What is culture?
Defining culture can be difficult but it is useful to think of culture as:
Knowledge
Belief
Art
Morals
Law
Custom
Habits
...that a person acquires as a member of a community or other group of people.
The culture shared by a group allows that group to understand each other, predict what is acceptable or unacceptable behaviour and develop a shared sense of community and belonging.
Reference: Tylor (1958 [1971]).
What influences our culture?
We all have culture - but what is our culture and what influences it?
Watch the video below showing three different perspectives on culture.
So, what influences you?
- Are you a family person - or a committed singleton?
- Are you committed to a community organisation or volunteer group?
- Do you play sport?
- Is it a deeply held religious belief?
What influences you and builds your culture is important; it influences you and the world you live in. We share rules about behaviour, acceptability, morality and the everyday habits we use to get along with our neighbours, colleagues at work or even people in the local supermarket.
Seeing it from their perspective
For many refugees and migrants, the UK can be baffling, strange and very alien.
Though we are used to talking about and thinking about the need to understand their culture we rarely think about our culture and how this shapes what we do personally and professionally.
Let’s see it from their eyes:
Refugees and those forced to leave their homes can experience a more profound culture shock - cultural bereavement.
“A grieving for the changes forced on them, and a profound sense of loss of all that is familiar.”
Eisenbruch 1991
Developing a culturally aware practice
If we are to understand culture - it is not just their culture that needs to be understood, it is also our own.

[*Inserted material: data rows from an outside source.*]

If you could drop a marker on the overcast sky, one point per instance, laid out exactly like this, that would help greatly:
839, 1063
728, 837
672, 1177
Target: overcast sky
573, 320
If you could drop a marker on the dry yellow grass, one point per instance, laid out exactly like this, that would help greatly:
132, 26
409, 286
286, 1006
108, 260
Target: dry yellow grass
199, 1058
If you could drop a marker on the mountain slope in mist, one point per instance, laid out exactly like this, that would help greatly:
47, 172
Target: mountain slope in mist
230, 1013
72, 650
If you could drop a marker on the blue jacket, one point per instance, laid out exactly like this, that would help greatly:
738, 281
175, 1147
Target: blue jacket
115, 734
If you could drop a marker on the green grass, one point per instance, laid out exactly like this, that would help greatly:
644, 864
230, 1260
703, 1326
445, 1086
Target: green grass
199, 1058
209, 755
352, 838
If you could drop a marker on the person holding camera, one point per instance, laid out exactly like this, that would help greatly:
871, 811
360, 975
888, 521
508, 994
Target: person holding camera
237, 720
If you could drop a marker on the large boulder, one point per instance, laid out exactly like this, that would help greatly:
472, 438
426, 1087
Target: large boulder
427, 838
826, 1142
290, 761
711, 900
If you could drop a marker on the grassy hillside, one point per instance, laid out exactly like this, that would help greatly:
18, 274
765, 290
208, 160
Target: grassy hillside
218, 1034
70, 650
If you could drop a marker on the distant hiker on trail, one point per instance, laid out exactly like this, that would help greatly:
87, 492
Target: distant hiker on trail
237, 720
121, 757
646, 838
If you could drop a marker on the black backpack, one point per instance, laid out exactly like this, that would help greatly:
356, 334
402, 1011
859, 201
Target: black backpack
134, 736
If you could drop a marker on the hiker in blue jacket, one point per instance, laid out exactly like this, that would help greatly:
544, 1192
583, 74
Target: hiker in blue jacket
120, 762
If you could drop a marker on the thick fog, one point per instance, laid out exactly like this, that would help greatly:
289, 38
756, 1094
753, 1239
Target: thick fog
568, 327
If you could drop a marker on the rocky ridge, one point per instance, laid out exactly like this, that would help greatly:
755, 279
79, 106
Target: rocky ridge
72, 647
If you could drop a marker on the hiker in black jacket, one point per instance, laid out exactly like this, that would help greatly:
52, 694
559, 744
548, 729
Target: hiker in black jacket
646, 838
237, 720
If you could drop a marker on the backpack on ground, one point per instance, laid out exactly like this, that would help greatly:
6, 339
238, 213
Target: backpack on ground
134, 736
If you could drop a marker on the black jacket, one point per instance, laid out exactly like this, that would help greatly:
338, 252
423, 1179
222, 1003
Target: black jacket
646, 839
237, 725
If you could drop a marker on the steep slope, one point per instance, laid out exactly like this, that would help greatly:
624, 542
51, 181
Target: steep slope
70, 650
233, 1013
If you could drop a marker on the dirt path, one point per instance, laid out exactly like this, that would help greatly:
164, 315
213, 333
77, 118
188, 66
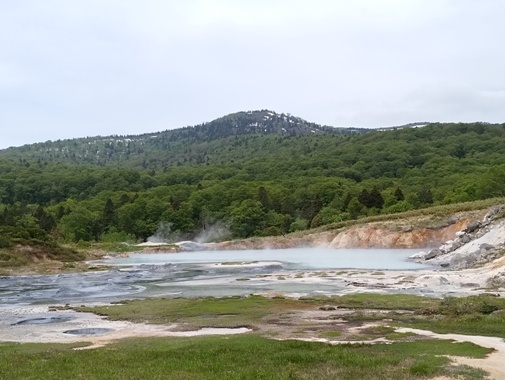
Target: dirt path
494, 363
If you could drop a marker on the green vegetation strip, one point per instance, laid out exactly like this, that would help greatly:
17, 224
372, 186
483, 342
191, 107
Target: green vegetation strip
476, 315
236, 357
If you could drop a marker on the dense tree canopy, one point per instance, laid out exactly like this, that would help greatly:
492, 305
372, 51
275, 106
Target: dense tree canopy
253, 183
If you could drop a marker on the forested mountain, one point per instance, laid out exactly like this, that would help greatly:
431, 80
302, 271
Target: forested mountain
277, 176
199, 143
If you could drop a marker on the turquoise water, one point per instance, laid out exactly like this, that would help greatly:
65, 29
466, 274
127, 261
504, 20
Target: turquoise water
293, 258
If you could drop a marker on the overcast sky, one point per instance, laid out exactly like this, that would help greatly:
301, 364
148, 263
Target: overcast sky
76, 68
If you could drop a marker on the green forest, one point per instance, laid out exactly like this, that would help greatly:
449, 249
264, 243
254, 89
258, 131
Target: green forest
247, 174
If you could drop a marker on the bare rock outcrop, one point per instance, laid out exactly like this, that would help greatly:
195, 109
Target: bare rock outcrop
370, 236
480, 242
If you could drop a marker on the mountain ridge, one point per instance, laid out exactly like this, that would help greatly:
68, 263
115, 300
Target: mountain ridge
242, 123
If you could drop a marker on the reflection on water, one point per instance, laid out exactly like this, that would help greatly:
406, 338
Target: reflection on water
193, 274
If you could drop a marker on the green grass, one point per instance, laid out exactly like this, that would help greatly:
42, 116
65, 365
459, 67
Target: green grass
200, 312
235, 357
385, 301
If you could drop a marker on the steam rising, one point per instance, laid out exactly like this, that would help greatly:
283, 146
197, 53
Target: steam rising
210, 233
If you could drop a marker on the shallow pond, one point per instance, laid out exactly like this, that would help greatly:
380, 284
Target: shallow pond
295, 258
204, 273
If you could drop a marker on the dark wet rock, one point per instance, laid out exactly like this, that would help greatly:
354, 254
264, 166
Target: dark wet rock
470, 285
453, 220
44, 320
465, 239
472, 227
68, 292
88, 331
273, 267
432, 254
486, 246
493, 211
327, 308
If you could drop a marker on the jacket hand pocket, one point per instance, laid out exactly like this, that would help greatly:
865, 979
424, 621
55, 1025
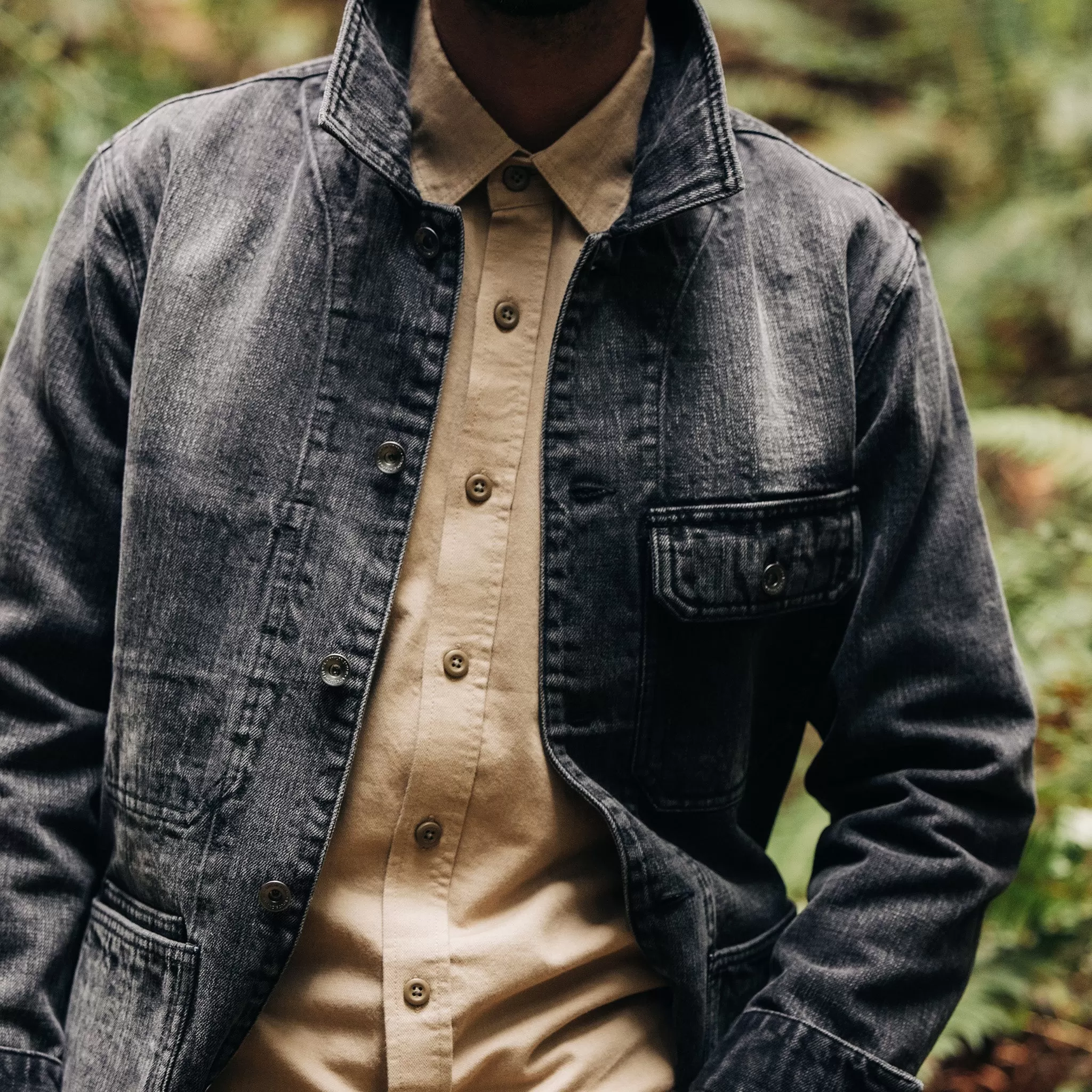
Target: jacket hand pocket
131, 998
718, 574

Cultures shape the way we live, work, play and share our public spaces and public life.
Important steps in developing a culturally aware practice
- Knowing your own culture, values, morals and beliefs, and how these shape our own actions professionally and personally.
- Understanding that cultural barriers are experienced by patients as well as staff.
- Being aware that the patient maybe culturally disorientated, lost in unfamiliar sounds, smells, buildings,customs, habits and beliefs.
- Being aware that refugees may suffer cultural bereavement and enter a period of profound grief for all that they have lost.